Further, the Bill does not provide the exemptions currently available under the Companies Act, 1956 in relation to investments/loans to be made by a company including:

  1. Exemption in relation to investment / loan / guarantee /security by a holding company in/to its wholly owned subsidiaries, stands withdrawn (Section 372A of the existing Act); and
  2. Exemption to private companies and holding-subsidiary companies for making loan or providing guarantee to a director etc., stands withdrawn (Section 295 of the existing Act).

Acceptance of Deposits

Under Section 73 of the Bill, companies other than banking companies and NBFCs, are prohibited from accepting deposits from public. Deposits from members may, however, be accepted, subject to passing of a resolution in a general meeting, and rules prescribed in this regard by the Central Government (which shall be framed in consultation with the RBI). Acceptance of such deposits shall be subject to fulfillment of the following further conditions by the Company -

(a) issuance of a circular to its members including therein a statement showing the financial position of the company, the credit rating obtained, the total number of depositors and the amount due towards deposits in respect of any previous deposits accepted by the company and any other details prescribed in the rules;

(b) filing a copy of the circular along with such statement with the Registrar within thirty days before the date of issue of the circular;

(c) depositing such sum which shall not be less than fifteen per cent of the amount of its deposits maturing during a financial year and the financial year next following and kept in a scheduled bank in a separate bank account to be called as deposit repayment reserve account;

(d) providing such deposit insurance in the manner and to the extent prescribed in the rules;

(e) certifying that the company has not committed any default in the repayment of deposits accepted or payment of interest on such deposits; and

(f) providing security, if any for the due repayment of the amount of deposit or the interest thereon including the creation of such charge on the property or assets of the company:

Corporate Social Responsibility

...the Bill does not provide the exemptions currently available under the Companies Act, 1956 in relation to investments/loans to be made by a company...

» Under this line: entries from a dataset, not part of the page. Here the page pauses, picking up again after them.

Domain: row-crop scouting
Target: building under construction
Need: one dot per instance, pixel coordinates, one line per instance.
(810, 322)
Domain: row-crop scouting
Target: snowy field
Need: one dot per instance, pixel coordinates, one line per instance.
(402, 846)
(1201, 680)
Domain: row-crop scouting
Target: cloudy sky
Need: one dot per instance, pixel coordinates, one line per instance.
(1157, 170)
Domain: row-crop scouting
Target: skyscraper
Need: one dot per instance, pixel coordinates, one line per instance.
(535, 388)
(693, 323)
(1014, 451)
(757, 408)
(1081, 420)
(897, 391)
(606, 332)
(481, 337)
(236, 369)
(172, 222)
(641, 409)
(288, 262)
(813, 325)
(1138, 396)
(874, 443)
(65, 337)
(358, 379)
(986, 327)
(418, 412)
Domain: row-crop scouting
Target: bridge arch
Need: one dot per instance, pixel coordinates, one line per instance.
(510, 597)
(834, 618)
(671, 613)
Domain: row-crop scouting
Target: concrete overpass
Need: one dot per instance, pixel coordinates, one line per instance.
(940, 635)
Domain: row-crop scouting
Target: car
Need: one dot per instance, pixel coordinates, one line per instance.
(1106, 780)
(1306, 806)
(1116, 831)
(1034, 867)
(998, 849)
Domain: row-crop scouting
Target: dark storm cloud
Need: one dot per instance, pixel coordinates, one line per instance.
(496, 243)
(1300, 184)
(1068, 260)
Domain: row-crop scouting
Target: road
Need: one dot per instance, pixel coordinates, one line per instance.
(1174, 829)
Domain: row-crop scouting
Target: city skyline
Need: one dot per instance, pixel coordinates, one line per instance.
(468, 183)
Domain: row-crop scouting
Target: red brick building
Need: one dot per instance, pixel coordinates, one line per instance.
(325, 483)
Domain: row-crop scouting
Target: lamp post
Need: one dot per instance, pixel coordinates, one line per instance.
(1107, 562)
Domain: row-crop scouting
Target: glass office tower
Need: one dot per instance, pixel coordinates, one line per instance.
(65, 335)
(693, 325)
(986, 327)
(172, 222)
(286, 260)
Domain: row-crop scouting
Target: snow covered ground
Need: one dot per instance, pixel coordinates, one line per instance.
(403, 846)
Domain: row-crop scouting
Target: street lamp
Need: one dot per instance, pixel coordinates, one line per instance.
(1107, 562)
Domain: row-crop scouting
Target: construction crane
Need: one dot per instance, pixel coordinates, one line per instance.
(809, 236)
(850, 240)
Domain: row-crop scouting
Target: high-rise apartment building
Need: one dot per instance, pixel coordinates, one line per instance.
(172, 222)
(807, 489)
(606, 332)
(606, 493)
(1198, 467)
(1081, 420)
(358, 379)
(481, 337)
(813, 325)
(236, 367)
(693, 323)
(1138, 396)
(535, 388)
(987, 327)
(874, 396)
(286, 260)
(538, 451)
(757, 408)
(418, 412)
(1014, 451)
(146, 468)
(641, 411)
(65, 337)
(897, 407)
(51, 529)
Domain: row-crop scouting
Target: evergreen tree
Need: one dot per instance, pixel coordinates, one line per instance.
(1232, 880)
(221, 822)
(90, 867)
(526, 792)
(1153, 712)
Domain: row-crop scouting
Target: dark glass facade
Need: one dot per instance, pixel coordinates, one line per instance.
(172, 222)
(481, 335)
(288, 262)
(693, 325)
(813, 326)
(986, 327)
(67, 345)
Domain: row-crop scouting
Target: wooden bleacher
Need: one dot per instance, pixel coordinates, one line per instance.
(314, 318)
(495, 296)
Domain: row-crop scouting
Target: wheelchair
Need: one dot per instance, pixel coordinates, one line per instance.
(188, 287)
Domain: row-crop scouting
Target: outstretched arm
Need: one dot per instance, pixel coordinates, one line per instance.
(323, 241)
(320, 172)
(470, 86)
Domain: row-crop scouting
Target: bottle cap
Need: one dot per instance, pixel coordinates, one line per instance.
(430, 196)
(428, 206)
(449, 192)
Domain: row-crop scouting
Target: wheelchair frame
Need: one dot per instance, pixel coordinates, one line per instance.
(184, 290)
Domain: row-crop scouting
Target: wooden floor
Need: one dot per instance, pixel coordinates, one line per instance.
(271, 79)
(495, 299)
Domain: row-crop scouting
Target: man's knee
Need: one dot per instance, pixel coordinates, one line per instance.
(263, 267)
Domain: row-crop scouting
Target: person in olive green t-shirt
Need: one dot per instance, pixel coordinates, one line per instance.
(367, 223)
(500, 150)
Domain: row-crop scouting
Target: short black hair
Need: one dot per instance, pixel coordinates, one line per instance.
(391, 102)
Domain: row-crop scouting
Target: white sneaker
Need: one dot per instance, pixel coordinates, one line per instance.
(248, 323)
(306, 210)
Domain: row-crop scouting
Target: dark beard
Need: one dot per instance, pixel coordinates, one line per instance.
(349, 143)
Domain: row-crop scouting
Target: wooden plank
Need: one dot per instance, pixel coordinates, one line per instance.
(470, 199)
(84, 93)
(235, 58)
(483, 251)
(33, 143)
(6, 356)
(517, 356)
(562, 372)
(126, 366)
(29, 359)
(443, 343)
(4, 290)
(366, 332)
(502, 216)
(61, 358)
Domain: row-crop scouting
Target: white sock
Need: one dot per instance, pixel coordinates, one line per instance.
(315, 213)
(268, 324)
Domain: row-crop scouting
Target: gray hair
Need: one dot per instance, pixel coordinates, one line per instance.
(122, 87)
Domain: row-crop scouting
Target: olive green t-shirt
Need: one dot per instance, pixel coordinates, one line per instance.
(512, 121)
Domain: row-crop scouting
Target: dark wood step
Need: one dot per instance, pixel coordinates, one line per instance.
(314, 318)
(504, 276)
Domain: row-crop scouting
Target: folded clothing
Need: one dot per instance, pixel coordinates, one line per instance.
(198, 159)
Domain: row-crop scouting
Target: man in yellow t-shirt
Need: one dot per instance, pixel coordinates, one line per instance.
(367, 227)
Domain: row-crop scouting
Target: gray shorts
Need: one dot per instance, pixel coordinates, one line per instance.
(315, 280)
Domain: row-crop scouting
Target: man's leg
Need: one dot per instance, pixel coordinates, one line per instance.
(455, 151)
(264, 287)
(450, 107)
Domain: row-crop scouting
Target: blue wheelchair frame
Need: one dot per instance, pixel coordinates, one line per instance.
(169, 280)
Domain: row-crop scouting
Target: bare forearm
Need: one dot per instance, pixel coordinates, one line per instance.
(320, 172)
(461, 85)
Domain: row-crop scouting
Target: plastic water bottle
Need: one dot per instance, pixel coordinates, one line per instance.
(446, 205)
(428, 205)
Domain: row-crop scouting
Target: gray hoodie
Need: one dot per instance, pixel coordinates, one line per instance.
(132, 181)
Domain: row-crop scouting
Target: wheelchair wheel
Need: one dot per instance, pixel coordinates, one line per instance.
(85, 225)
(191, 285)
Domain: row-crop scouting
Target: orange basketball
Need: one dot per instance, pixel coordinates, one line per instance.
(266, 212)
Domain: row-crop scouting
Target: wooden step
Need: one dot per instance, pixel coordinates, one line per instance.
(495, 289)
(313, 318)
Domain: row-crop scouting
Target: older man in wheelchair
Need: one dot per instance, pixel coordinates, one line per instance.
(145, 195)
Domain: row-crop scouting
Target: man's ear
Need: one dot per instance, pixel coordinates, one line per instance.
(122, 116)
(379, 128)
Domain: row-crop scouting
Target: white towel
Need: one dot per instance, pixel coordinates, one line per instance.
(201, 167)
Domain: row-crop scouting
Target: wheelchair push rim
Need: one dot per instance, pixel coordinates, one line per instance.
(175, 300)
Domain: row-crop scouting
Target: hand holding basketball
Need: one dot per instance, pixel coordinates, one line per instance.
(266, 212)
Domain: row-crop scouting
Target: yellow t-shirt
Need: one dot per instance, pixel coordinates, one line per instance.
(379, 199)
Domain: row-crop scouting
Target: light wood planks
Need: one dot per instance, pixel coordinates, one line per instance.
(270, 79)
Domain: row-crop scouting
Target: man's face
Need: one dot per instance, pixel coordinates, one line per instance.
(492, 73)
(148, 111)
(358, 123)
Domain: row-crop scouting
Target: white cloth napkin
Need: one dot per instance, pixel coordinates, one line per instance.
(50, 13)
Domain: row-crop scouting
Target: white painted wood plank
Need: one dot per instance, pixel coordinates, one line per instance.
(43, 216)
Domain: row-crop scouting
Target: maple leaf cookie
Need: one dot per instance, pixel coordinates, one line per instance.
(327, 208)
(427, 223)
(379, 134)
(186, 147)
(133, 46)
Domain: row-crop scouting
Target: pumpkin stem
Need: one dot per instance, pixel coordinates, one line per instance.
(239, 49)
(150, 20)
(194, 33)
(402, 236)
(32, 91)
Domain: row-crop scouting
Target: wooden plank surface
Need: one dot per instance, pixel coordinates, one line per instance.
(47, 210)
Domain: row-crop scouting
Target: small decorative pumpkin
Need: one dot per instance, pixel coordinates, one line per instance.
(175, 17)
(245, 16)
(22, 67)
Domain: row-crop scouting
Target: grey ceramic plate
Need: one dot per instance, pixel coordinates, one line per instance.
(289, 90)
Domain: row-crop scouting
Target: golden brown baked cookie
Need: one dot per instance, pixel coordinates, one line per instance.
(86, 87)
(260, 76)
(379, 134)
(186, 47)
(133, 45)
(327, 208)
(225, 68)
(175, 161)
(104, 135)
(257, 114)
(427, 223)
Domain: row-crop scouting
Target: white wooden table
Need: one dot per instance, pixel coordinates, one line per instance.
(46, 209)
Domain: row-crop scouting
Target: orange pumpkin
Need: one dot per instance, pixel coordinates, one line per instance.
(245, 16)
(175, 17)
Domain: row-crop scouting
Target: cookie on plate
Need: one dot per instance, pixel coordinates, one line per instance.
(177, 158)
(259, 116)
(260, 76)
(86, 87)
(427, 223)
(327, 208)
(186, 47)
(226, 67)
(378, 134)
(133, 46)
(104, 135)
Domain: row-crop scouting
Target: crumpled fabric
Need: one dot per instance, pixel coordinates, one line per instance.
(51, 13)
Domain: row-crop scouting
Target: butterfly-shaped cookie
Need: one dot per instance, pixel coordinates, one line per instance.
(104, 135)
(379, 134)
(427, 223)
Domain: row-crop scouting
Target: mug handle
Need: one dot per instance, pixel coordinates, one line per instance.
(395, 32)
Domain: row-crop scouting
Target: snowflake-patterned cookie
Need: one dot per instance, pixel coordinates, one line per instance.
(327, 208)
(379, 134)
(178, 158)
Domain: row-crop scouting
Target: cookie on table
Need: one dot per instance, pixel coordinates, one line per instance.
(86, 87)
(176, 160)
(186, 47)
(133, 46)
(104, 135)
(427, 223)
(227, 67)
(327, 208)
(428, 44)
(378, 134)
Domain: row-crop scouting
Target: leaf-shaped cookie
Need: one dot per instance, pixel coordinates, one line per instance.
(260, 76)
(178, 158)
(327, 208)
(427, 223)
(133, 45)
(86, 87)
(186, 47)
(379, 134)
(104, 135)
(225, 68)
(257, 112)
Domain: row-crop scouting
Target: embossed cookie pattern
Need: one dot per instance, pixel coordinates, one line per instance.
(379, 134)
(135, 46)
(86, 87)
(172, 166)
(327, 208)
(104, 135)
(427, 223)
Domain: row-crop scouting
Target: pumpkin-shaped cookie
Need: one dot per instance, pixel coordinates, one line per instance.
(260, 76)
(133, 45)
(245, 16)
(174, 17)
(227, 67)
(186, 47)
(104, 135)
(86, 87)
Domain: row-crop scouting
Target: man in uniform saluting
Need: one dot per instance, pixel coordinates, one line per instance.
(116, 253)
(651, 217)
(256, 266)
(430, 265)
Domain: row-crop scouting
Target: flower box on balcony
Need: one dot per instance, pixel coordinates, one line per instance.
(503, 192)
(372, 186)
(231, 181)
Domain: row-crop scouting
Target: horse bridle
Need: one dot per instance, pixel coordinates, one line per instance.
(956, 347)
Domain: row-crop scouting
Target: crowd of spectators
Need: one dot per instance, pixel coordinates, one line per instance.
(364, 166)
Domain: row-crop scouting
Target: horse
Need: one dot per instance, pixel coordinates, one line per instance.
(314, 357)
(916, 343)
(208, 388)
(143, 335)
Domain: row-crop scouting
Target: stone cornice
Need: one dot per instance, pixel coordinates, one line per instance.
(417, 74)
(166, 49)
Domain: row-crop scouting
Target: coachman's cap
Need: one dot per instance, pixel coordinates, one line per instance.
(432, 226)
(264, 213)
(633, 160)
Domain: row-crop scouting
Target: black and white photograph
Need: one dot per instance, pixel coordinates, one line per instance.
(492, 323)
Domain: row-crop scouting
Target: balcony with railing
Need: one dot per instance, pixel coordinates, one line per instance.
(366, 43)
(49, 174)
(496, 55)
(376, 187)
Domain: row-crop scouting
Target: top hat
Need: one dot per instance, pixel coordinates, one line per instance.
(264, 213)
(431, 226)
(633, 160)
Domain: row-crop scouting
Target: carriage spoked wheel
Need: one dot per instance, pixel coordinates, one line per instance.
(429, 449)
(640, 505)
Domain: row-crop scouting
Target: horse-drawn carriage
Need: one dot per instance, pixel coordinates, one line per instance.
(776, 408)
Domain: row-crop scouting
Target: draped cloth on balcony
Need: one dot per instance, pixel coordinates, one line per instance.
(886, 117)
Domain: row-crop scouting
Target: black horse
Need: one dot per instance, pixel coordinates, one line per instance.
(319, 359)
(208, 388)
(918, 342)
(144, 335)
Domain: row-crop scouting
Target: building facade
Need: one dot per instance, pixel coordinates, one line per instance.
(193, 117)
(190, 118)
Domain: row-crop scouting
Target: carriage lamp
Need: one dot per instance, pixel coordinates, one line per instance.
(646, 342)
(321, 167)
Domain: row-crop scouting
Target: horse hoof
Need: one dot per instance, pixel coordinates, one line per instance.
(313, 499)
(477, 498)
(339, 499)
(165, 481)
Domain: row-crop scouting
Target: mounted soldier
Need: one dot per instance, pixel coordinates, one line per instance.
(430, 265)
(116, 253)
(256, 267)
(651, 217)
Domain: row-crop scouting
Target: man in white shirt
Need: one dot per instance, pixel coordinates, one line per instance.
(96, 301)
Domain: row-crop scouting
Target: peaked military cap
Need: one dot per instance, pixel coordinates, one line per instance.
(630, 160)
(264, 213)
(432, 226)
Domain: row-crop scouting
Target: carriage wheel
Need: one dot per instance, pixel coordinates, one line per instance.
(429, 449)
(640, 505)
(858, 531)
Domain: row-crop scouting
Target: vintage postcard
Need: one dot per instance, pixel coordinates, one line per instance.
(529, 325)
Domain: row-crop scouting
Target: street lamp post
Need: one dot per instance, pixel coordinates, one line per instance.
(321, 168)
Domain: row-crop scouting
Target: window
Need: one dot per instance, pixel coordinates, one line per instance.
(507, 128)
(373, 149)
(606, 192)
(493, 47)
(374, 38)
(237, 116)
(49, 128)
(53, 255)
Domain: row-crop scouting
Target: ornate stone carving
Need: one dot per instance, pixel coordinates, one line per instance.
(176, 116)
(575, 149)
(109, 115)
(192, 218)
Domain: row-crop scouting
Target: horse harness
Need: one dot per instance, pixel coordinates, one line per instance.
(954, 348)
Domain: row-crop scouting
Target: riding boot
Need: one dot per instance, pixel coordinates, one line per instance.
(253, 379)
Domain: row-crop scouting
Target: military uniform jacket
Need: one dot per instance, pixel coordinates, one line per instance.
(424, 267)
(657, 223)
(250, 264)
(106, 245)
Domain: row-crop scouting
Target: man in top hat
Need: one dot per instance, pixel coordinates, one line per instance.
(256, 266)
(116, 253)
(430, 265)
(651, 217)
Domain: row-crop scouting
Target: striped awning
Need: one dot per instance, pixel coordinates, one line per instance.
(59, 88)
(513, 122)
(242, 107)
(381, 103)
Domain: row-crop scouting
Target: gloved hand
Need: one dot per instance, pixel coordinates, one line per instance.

The Companies Bill, 2012 mandates certain classes of companies to invest at least 2 percent of average net profits towards corporate social responsibility initiatives. The above mentioned provision shall be applicable on companies having net worth of '500 crore or more, or turnover of '1000 crore or more or a net profit of '5 crore or more during any financial year. Further, such companies are also required to constitute a Corporate Social Responsibility Committee of the board which shall consist of three (3) or more directors, out of which at least one (1) director shall be an independent director. Such committee shall formulate a corporate social responsibility policy.

Apart from the above mentioned corporate governance related amendments, the Companies Bill, 2012 has introduced a significant number of provisions which will change the way companies function and govern themselves.

The Bill has also provided for a lot of matters including private placements, corporate loans and investments and M&A which will be further administered via rules to be notified by the Central Government, which may make this new law dynamic.

Disclaimer – The views expressed in this article are the personal views of the author and are purely informative in nature.